Dublin: Five eye-watering austerity budgets in five years have elicited little more than weary resignation from Irish taxpayers forced to live under an international bailout following the bursting of a housing bubble. But the Irish government may have finally overstepped the mark with the sixth.
Michael Noonan, Ireland’s finance minister, told parliament on Wednesday that Dublin will next year impose an annual property levy. It would raise €250 million in 2013, a fraction of the €3.5 billion in new taxes and spending cuts to be imposed on an austerity-weary public.
Still, the property tax is hugely controversial in a country with an obsession with property ownership fostered, in part, by its colonial past, and with a generation of people living in negative equity.
“I’d rather go to jail than pay this latest tax,” said Caroline Lennon-Nally, a public servant, who cannot afford to pay her €320,000 mortgage on a house that is now worth just €150,000.
“My take home pay has fallen by more than 20 per cent due to wage cuts, a pension levy and tax increases since I bought my house in 2007. People really fear this tax,” she said.
Lennon-Nally is one of almost 400,000 mortgage holders living in negative equity following a 50 per cent fall in property prices since the bubble burst in 2007. And like many of these unfortunate buyers she paid thousands of euros in stamp duties when purchasing her home, heightening a sense of grievance at the new tax. “This tax will push a lot of people who are already in mortgage difficulty over the edge,” said David Hall, director of Irish Mortgage Holders Organisation, which advocates for people in difficulty. “There are already 170,000 people in Ireland who can’t pay their mortgages. This tax is creating more misery.”
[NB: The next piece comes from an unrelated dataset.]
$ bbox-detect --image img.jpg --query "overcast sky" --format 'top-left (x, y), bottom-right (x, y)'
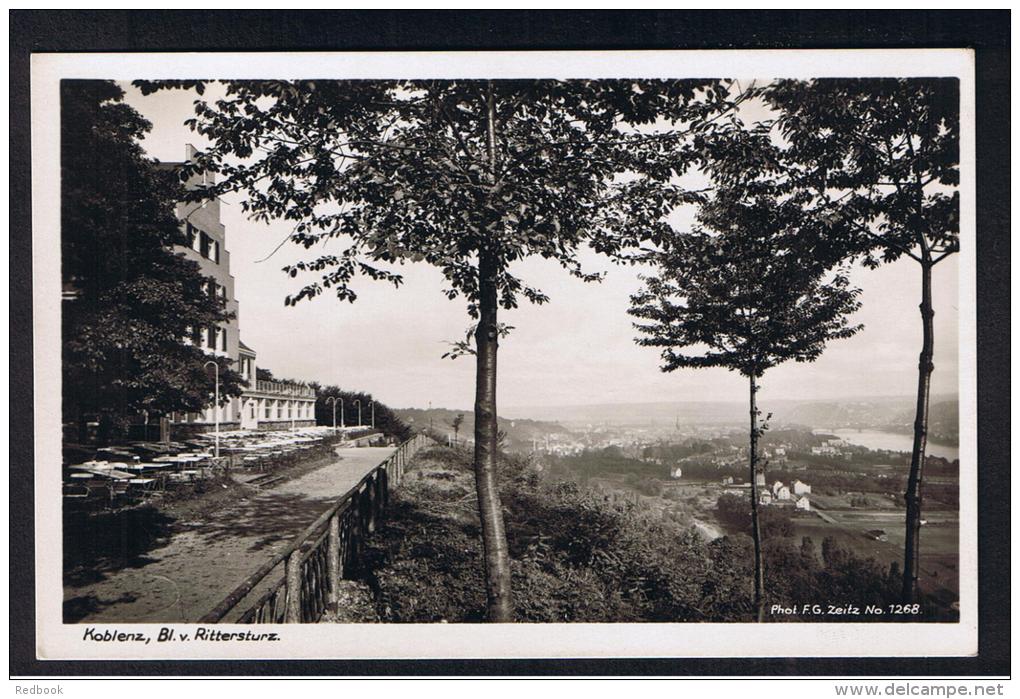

Dublin is setting the tax rate at a relatively low level for homeowners, averaging about €300 per year. It will raise €250 million in 2013 when implemented for the final six months of the year and €500 million in 2014. The government is allowing the unemployed, people in mortgage distress and some pensioners to defer paying the tax until they or their estate sells their homes.
Commentators point to Ireland’s cultural obsession with property as a key factor that drove its disastrous property boom as well as a long-standing opposition to taxing property. Ireland is the only OECD country not to levy annual property taxes following its abolition of rates in 1977 and a limited property tax in 1997.